/RepoPal

An approach that can effectively detect similar repositories on GitHub.

Primary LanguageJava

RepoPal

An approach that can effectively detect similar repositories on GitHub, based on additional data sources including GitHub stars and readme files.

This approach is been compared to CLAN implemented on GitHub, which can be found here:https://github.com/Qualia-Li/CLANOnGitHub.

This repository is just the Star Relevance Calculator component, not the whole system.

For more information about the research on Detecting Similar Repositories on GitHub, please visit http://www.liquanlai.com/blog/?p=195.

##Heuristics

  1. Projects that are starred by the same users within a short period of time are likely to be similar with one another.
  2. Projects whose readme files contain similar contents are likely to be similar with one another.

##Features

  1. We propose two new heuristics to identify similar repositories on GitHub which leverage two data sources not considered in prior works - i.e., GitHub star and readme files.
  2. We integrate these two heuristics in a tool RepoPal. Different from previous approaches that are language specific and dependent on source code, our approach can detect applications written in different programming languages.

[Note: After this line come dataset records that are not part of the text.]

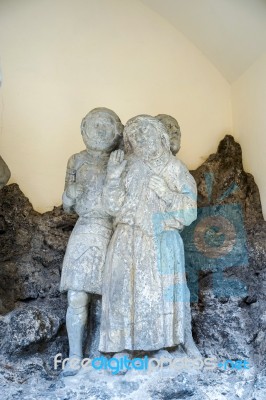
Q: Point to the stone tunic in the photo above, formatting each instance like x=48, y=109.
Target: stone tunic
x=144, y=286
x=85, y=255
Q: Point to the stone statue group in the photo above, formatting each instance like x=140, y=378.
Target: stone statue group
x=133, y=197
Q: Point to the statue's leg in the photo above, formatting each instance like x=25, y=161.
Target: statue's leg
x=189, y=345
x=76, y=321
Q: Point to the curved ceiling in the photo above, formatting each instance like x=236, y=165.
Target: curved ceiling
x=231, y=33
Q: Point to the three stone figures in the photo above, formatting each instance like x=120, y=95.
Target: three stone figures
x=126, y=245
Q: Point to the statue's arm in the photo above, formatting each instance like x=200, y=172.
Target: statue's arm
x=4, y=173
x=183, y=200
x=68, y=198
x=114, y=190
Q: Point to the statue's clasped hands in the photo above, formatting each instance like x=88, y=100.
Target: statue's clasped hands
x=116, y=164
x=74, y=191
x=159, y=186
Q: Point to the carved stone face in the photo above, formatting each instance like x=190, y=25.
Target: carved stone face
x=174, y=136
x=145, y=139
x=173, y=131
x=99, y=132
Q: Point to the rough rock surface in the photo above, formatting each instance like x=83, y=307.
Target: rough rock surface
x=228, y=307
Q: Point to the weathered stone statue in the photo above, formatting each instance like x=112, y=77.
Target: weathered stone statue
x=152, y=196
x=173, y=130
x=4, y=173
x=101, y=131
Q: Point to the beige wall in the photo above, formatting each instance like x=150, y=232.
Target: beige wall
x=61, y=58
x=249, y=114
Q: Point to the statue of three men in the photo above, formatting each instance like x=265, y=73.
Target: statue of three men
x=126, y=245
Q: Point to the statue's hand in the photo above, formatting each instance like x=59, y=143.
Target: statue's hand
x=74, y=191
x=116, y=164
x=159, y=186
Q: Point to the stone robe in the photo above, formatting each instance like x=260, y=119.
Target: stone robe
x=144, y=284
x=85, y=255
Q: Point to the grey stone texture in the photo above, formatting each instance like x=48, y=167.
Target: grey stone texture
x=32, y=322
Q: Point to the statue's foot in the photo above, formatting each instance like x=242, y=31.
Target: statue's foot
x=122, y=365
x=191, y=349
x=164, y=356
x=178, y=352
x=72, y=366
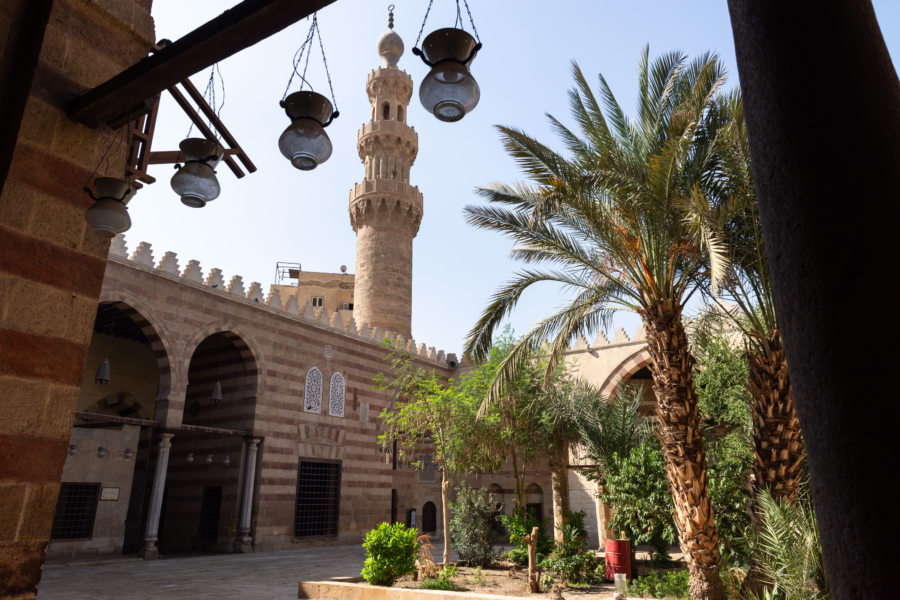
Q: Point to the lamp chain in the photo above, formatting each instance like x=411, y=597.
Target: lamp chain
x=209, y=94
x=458, y=23
x=306, y=48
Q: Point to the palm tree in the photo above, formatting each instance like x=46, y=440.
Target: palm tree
x=729, y=208
x=606, y=223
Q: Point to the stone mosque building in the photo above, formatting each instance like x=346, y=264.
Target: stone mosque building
x=232, y=419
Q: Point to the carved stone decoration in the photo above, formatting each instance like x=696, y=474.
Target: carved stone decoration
x=336, y=395
x=313, y=397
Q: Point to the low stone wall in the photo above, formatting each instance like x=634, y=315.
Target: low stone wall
x=338, y=590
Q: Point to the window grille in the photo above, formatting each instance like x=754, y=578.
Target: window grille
x=427, y=468
x=210, y=510
x=336, y=395
x=318, y=498
x=76, y=508
x=313, y=396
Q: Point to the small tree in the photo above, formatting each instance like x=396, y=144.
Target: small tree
x=427, y=408
x=472, y=526
x=390, y=553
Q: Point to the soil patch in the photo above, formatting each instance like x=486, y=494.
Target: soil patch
x=509, y=581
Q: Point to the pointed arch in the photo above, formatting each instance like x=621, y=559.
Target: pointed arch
x=337, y=391
x=313, y=391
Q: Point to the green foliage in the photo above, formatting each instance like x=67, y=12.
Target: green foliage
x=519, y=524
x=443, y=581
x=569, y=561
x=668, y=584
x=473, y=519
x=638, y=493
x=607, y=428
x=719, y=379
x=390, y=553
x=730, y=500
x=787, y=549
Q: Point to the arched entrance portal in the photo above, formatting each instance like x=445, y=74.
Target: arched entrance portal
x=429, y=517
x=202, y=502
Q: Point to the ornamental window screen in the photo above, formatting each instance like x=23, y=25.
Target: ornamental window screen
x=76, y=508
x=336, y=395
x=318, y=498
x=313, y=399
x=427, y=468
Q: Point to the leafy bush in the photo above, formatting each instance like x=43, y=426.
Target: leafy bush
x=519, y=524
x=443, y=581
x=569, y=561
x=669, y=584
x=638, y=493
x=474, y=519
x=390, y=553
x=730, y=499
x=787, y=549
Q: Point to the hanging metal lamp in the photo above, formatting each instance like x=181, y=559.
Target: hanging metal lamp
x=102, y=376
x=305, y=142
x=449, y=91
x=108, y=215
x=196, y=181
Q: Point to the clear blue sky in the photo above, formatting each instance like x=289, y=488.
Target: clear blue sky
x=282, y=214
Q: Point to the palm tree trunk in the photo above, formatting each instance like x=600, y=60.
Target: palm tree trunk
x=679, y=432
x=445, y=514
x=777, y=441
x=778, y=449
x=559, y=483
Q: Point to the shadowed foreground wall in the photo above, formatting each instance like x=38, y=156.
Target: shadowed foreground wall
x=51, y=263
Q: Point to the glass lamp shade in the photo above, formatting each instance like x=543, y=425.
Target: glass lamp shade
x=449, y=91
x=108, y=215
x=216, y=395
x=196, y=181
x=305, y=142
x=102, y=375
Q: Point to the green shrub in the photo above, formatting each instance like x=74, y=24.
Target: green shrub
x=443, y=581
x=668, y=584
x=638, y=493
x=519, y=524
x=474, y=519
x=390, y=553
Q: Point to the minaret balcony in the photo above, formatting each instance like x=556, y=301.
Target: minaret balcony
x=386, y=126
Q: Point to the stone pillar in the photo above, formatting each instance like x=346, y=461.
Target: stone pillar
x=385, y=210
x=244, y=542
x=150, y=551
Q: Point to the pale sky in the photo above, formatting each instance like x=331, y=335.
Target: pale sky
x=282, y=214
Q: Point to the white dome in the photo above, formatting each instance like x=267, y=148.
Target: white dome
x=390, y=48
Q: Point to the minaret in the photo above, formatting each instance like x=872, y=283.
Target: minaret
x=385, y=210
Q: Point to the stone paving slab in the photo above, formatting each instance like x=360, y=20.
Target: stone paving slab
x=253, y=576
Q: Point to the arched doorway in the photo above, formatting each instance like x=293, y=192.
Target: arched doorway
x=429, y=517
x=201, y=509
x=534, y=501
x=126, y=370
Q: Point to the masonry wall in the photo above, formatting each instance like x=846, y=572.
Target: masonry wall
x=51, y=263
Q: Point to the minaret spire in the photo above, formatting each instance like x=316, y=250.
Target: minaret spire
x=385, y=210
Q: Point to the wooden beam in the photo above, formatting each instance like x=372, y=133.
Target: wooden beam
x=234, y=30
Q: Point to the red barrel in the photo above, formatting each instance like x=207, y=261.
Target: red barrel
x=618, y=558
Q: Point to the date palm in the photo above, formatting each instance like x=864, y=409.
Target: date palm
x=605, y=222
x=730, y=207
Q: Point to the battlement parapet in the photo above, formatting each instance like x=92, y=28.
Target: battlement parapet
x=340, y=322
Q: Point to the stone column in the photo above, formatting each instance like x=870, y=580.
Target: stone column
x=150, y=551
x=244, y=543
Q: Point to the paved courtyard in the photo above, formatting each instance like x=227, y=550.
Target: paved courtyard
x=255, y=576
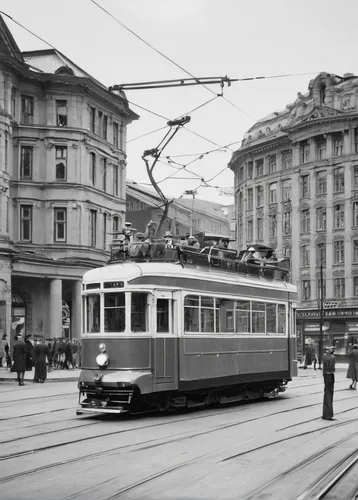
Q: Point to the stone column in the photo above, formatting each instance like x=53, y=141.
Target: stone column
x=76, y=310
x=56, y=308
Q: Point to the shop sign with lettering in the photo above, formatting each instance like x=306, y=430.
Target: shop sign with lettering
x=328, y=313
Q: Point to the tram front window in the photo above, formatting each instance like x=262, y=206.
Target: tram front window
x=139, y=312
x=93, y=313
x=114, y=312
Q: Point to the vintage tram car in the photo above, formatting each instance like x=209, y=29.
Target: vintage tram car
x=172, y=326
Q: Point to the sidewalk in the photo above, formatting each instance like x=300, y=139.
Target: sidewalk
x=52, y=376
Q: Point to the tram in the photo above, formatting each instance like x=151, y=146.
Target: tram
x=168, y=326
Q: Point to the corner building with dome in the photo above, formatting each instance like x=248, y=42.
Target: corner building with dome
x=296, y=190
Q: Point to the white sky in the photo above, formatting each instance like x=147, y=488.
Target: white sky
x=209, y=39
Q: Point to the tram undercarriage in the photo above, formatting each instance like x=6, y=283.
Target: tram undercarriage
x=110, y=399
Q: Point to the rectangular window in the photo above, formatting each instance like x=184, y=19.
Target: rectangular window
x=321, y=254
x=93, y=169
x=93, y=228
x=321, y=149
x=104, y=174
x=259, y=167
x=115, y=134
x=104, y=230
x=259, y=196
x=286, y=190
x=305, y=152
x=305, y=221
x=60, y=224
x=338, y=180
x=250, y=199
x=338, y=146
x=114, y=312
x=250, y=169
x=27, y=110
x=305, y=186
x=321, y=182
x=305, y=255
x=272, y=226
x=321, y=289
x=26, y=162
x=26, y=223
x=92, y=119
x=355, y=250
x=61, y=113
x=272, y=192
x=272, y=164
x=139, y=312
x=286, y=219
x=338, y=218
x=61, y=163
x=242, y=314
x=339, y=287
x=306, y=289
x=355, y=213
x=250, y=230
x=93, y=313
x=321, y=214
x=338, y=252
x=286, y=160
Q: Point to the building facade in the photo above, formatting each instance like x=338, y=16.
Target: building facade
x=296, y=185
x=144, y=205
x=62, y=186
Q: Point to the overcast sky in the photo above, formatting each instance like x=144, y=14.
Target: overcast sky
x=208, y=39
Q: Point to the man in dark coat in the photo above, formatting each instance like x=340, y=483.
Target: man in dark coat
x=19, y=357
x=329, y=365
x=41, y=350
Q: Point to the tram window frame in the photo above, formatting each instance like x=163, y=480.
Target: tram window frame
x=87, y=329
x=119, y=311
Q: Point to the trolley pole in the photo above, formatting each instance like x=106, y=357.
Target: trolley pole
x=320, y=356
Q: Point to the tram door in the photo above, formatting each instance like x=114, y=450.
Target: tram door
x=165, y=340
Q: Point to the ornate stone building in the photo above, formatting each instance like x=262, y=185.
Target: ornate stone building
x=62, y=185
x=296, y=183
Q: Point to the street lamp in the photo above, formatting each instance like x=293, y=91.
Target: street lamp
x=191, y=192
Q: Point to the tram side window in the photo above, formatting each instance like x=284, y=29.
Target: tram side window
x=207, y=311
x=271, y=318
x=226, y=315
x=281, y=318
x=258, y=317
x=191, y=313
x=162, y=315
x=243, y=323
x=139, y=312
x=114, y=312
x=93, y=313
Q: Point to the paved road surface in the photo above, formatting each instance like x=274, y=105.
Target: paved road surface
x=275, y=449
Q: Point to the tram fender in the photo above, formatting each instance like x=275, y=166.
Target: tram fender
x=143, y=379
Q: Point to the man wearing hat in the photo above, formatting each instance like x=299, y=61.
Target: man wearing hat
x=329, y=365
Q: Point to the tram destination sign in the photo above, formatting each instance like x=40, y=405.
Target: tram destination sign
x=328, y=313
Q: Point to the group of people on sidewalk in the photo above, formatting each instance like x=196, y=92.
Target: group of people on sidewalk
x=329, y=363
x=43, y=355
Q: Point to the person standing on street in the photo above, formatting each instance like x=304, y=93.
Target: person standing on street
x=329, y=366
x=353, y=366
x=19, y=356
x=41, y=350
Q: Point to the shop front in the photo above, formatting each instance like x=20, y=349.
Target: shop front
x=339, y=328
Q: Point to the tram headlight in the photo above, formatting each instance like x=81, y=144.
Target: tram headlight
x=102, y=360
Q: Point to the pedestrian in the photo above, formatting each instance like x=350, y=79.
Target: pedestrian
x=40, y=352
x=329, y=364
x=19, y=359
x=352, y=372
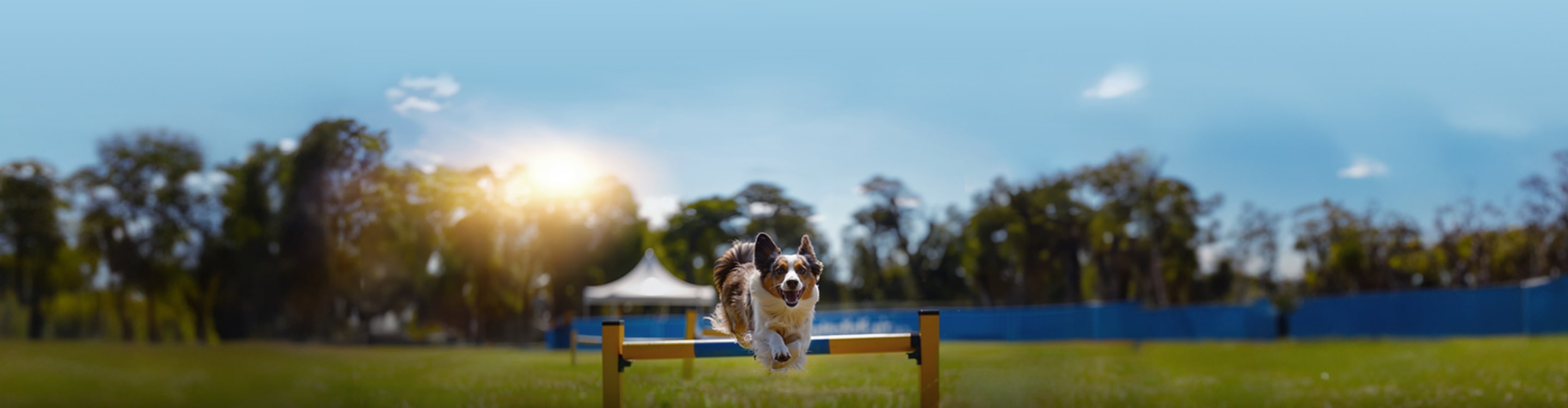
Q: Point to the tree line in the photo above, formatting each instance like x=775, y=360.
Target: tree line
x=328, y=240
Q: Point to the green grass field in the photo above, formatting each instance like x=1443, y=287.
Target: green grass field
x=1506, y=371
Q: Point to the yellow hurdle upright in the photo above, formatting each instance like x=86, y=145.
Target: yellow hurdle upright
x=924, y=347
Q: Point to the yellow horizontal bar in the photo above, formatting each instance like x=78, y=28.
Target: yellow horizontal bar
x=658, y=350
x=869, y=344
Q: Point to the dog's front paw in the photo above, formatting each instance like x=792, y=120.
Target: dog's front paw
x=781, y=358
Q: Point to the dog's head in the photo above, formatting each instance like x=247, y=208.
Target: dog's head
x=788, y=277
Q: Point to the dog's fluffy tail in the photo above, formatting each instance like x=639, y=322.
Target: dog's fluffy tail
x=720, y=322
x=726, y=265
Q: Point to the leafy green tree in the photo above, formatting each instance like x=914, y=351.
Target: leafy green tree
x=241, y=263
x=697, y=233
x=30, y=226
x=1148, y=228
x=142, y=214
x=322, y=220
x=890, y=263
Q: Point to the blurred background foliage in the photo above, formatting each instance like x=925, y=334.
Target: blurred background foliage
x=332, y=242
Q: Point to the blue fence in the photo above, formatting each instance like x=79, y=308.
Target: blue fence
x=1118, y=320
x=1539, y=308
x=1533, y=310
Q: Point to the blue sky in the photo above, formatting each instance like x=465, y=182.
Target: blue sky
x=1408, y=104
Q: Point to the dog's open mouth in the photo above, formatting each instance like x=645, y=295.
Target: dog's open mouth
x=791, y=297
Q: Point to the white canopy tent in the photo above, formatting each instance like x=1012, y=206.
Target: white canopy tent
x=650, y=285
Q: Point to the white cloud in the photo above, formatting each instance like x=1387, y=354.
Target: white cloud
x=1117, y=84
x=439, y=87
x=1363, y=167
x=206, y=183
x=422, y=93
x=413, y=102
x=658, y=211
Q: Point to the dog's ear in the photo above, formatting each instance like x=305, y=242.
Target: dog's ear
x=764, y=251
x=810, y=253
x=805, y=247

##Star Relevance This component leverages the GitHub stars to rank repositories. Intuitively, two repositories that are starred at a similar period of time by many people are likely to be similar together.

The star-based relevance score is calculated as the sum of the reciprocals of the adjusted time differences. In this way, for two repositories, when the time difference between their two stars is smaller, the reciprocal becomes larger, and therefore the relevance is higher. When there are more users starring the two repositories together, the relevance score will also be higher.